Der alte Geschäftsmann Kelowna kam plötzlich auf mich zu, und ich konnte seinen widerlichen Atem förmlich riechen.
"Bitte nennen Sie mich Miss Reeves, Herr Kelowna. Dies ist unsere erste Begegnung, und so vertraut sind wir noch nicht", entgegnete ich steif, während ich leicht den Kopf drehte.
"Entspannen Sie sich, Kayla. Ihr Vater hat Sie zu dieser Veranstaltung gebracht und Sie tragen ein solches Kleid. Soll das nicht dabei helfen, dass wir uns schnell näherkommen? Nicht wahr, Liebling?"
Kelowna legte seinen Arm leicht um meine Schultern und zog mich in eine Umarmung, wobei sich mein halber Körper an seinen schmiegte.
Und seine Hand lag bequem auf meiner Brust.

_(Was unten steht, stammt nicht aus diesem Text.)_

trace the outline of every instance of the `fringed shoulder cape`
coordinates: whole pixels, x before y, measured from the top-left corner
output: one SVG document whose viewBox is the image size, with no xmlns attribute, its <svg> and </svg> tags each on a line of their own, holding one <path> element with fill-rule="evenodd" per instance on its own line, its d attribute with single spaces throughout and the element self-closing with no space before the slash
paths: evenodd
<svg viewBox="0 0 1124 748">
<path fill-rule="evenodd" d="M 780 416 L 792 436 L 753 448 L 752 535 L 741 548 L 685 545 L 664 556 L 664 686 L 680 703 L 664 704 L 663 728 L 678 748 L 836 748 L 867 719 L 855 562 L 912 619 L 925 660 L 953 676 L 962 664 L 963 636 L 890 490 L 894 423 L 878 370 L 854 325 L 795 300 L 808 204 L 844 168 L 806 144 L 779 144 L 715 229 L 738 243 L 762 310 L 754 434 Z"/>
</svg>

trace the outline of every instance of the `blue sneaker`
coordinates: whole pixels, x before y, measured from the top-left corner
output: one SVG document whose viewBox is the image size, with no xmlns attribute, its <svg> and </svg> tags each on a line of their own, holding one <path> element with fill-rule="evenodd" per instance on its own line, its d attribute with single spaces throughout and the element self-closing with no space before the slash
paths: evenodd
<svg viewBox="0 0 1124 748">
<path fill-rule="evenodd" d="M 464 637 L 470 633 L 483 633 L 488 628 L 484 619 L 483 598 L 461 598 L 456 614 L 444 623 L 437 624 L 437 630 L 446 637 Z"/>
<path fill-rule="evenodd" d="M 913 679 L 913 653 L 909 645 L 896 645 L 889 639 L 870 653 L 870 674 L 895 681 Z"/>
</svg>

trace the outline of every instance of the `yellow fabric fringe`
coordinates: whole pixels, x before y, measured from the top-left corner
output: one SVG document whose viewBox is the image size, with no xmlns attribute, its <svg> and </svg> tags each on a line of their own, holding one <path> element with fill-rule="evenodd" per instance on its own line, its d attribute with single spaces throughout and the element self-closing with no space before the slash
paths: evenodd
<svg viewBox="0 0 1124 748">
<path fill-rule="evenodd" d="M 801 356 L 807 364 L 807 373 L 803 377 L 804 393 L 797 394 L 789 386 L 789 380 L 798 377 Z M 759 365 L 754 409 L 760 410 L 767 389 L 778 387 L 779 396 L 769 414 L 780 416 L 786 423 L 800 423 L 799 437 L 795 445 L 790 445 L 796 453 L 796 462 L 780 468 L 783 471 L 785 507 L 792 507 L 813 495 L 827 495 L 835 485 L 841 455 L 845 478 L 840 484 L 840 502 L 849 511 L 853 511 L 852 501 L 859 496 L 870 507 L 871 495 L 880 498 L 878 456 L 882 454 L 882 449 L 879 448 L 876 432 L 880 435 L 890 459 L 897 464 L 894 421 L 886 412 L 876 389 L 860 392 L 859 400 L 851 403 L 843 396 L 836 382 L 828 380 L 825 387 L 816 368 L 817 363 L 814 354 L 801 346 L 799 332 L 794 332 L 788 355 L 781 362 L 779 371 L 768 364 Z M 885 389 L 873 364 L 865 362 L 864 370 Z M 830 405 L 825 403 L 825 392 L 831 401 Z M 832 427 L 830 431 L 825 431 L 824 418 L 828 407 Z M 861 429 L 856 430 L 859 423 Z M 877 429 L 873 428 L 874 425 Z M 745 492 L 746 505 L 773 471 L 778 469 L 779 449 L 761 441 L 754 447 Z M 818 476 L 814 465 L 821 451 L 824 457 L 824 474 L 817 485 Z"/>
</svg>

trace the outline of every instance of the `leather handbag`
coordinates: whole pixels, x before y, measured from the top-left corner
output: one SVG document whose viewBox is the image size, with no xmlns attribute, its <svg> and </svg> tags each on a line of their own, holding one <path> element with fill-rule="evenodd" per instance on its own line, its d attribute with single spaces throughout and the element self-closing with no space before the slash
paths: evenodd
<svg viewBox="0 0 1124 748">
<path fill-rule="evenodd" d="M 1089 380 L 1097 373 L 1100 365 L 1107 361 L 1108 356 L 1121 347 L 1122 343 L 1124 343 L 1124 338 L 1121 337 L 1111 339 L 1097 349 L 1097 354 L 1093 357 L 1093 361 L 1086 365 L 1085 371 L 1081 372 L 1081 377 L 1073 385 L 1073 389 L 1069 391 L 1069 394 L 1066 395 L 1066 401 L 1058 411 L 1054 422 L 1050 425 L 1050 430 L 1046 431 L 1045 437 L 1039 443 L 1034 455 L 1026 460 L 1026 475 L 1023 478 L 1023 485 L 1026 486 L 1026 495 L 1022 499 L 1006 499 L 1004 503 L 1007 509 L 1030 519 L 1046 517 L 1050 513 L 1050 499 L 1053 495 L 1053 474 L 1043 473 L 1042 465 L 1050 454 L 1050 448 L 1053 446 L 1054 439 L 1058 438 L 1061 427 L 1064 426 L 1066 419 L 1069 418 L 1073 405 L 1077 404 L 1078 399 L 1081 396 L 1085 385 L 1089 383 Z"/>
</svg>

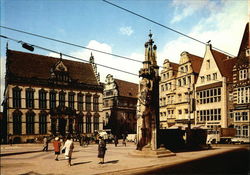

Hätte ich meine Arme nicht schützend davor gehalten, hätte Kelownas Hand fast meine gesamte Brust bedeckt.
"Sie haben da etwas missverstanden. Ich habe dieses Kleid nicht ausgewählt! Ich wollte nicht einmal zu dieser Veranstaltung kommen! Es gibt ein Missverständnis und ich werde jetzt gehen."
Mein Vater hatte mich gebeten, für ihn an einer Geschäftsfeier teilzunehmen, und ich wurde von der Visagistin, die er organisiert hatte, in dieses Kleid gezwungen.
Ich wehrte mich und versuchte, mich aus Kelownas Umarmung zu befreien.
"Sie möchten nicht teilnehmen?"
Kelownas Verhalten wurde augenblicklich bedrohlich, sein Griff um meinen Arm enger. Die prallen Muskeln seines starken Arms schlossen sich wie zwei eiserne Zangen um mich.
"Wissen Sie, Covert Garden steht für Geld und Macht in dieser Stadt. Es war immer nur den reichsten und angesehensten Gästen vorbehalten! Und hier bin ich, als Erbe meiner Familie, und veranstalte hier heute ein Event. Das demonstriert die Anerkennung durch die High Society. Alpha-Männer kleiner Rudel wie Ihr Vater bieten praktisch ihre Töchter an und betteln um eine Zusammenarbeit. Und jetzt gebe ich Ihnen die Chance, mir zu gefallen, und Sie wagen es, mich abzuweisen?"
"Lassen Sie mich los!"
Kelownas Drohung ließ meinen Widerstand eskalieren. Dieser Mann war nicht zu unterschätzen. Der Gedanke daran ließ mich erschaudern.
Der Mix aus Schweiß und Parfüm begann die Luft um mich herum zu erdrücken. Kelownas Augen verfärbten sich rot, ein unangenehmer Geruch stieg von seinem Körper auf.
Mir wurde schlagartig klar, dass er irgendein aphrodisierendes Getränk zu sich genommen haben musste.
Ich musste hier weg, und zwar sofort!
Ripp
Ich konnte nicht rechtzeitig fliehen. Kelowna, von Lust getrieben, packte mich und riss vor allen Gästen den Saum meines Kleides auf.
Ich spürte, wie meine Oberschenkel den Blicken aller ausgesetzt waren. Wenn er seinen Angriff fortsetzen würde, könnte mein Kleid völlig von ihm zerrissen werden.
"Nein!"
Ob für meine Tochter oder meine eigene Zukunft, ich konnte nicht zulassen, dass dieser widerwärtige Mann Erfolg hatte.
"Das werden Sie bereuen", presste ich zwischen zusammengebissenen Zähnen hervor.